Last week was our first Sunday with the kids since summer started and there were quite a few fresh faces. Seven of them showed up (more than we'd had the year before) but everything went swimmingly. Yesterday when only four kids showed up and we'd had them all before we thought we were in for a treat. Oh heck no.

It was the second most draining Sunday School class of my life. I didn't leave upset like I did after the most trying Sunday School class we had last year, but I was exhausted by the time the parents came.

One of the boys in our class, who is adorable for the record, had a whole other kind of attitude. I thought I could handle anything after last year, but I can't handle the three year old who makes excuses. Nothing was ever his fault. He never did anything. He couldn't do anything. It was maddening.

Me: Can you help everyone else clean up, please? [Not mentioning the fact that this kid threw things all over during play time.]
Him: I caaaaaan't.

Me: Can we all sit cross legged and on our bums?
Him: I caaaaaan't.

Me: Did all your elastics fall on the floor? Can you pick them up, please?
Him: It wasn't me. It was her! [Points to girl on other side of the table.]

We also played musical chairs. If you haven't played musical chairs with preschoolers you're missing out on one of the finer things in life. The kids are too little to really appreciate the concept of removing chairs, so basically they just run around the circle that's taped on the floor until the music stops then everyone sits down in a chair. Who needs competition to have fun?
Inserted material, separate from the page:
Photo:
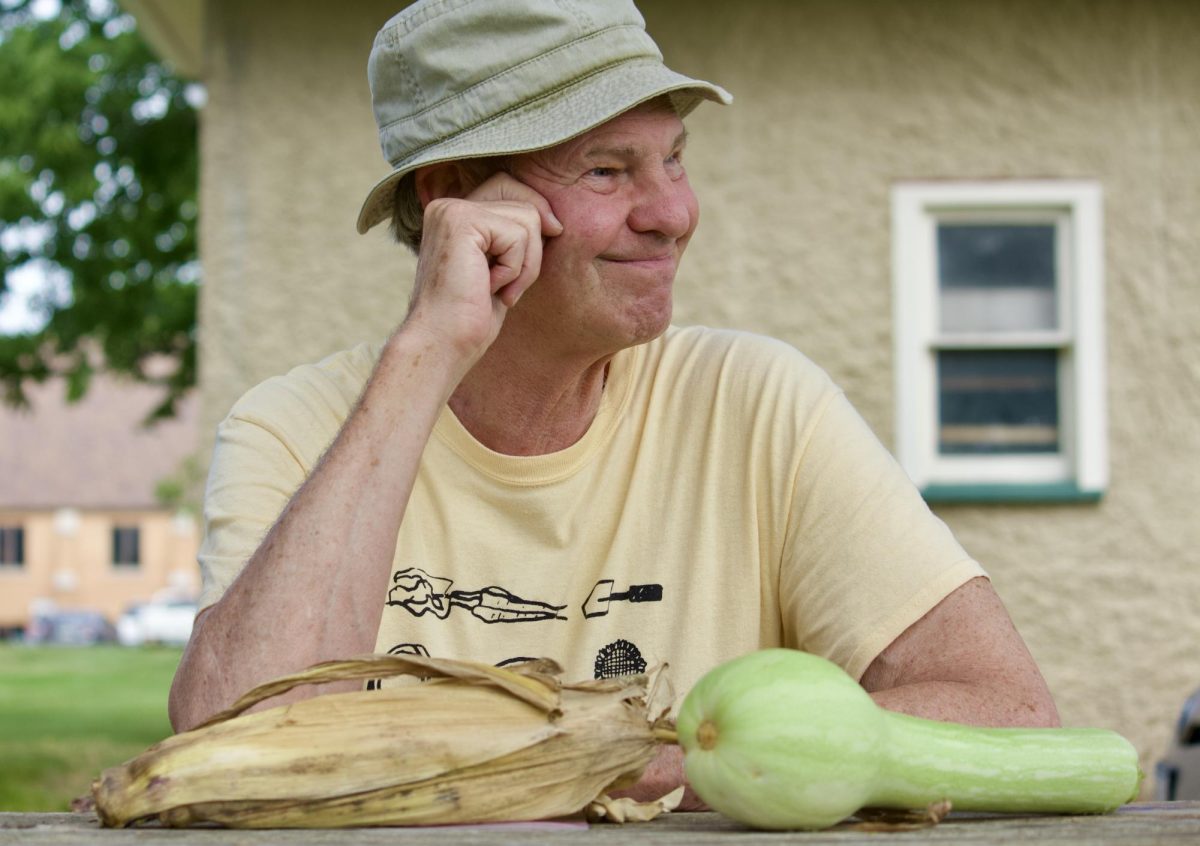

Well, even with our challenging kids last year musical chairs ran relatively smoothly. Yesterday it was chaos. It got so bad that I had to tell the kids how it was. Repeatedly. No, you cannot throw chairs. You see this circle? That is the only place you should be running otherwise people will get hurt. You can't lie down on the circle otherwise you'll get hurt. You have to go the same direction. The sad thing was that it was the one kid causing all the mayhem. He did it and everyone else got a little carried away. And my superior preschooler reasoning tactics (because you totally reason with a preschooler, just on a different level than an adult) had absolutely no sway on this kid. He wouldn't listen to anything.

My threats of taking away snack, counting to that ominous number 3, or telling his parents that he was misbehaving weren't having any big impact. I survived the class, and managed to keep order by ruling with an iron "please", but was so drained by the end of the 90 minutes that I wanted to crawl into bed and stay there until it was time for work today. (Okay, that's not true, because I never want to get out of bed for work.)

I checked in with Karl afterwards to make sure I was doing a good job. He likes to let me take charge of the  teaching. That's fine, except that I'm just starting to understand children. It's a journey. My trick to dealing with them is just remembering that they're really just tiny people with different vocabularies and interests. And I am so much older and cooler than them that pretty much everything I say they'll be in awe of.

The most traumatic part about yesterday's class actually happened in the beginning play time. The little boy had both of his hands down the back of his pants and was moving them around. A lot. When I asked him what the heck he was doing (in child friendly vocabulary) he said something that sounded an awful lot like "I have a pile of piss in my pants!"

I was horrified so I made him repeat what he'd just said, for clarity's sake.

"I have a puzzle piece in my pants!"

It was all I could do to maintain my cool. I told him to get that thing out of there ASAP and informed him how uncool it is to put things in your pants. And by uncool I meant SO NOT OKAY!

He then asked for help with a puzzle, so I made Karl give him a hand. I am never touching the Sunday School puzzles again.

1 comment:

  1. I am so looking forward to having a toddler, but so not looking forward to it at the same time. I think it will drain me more than having a newborn.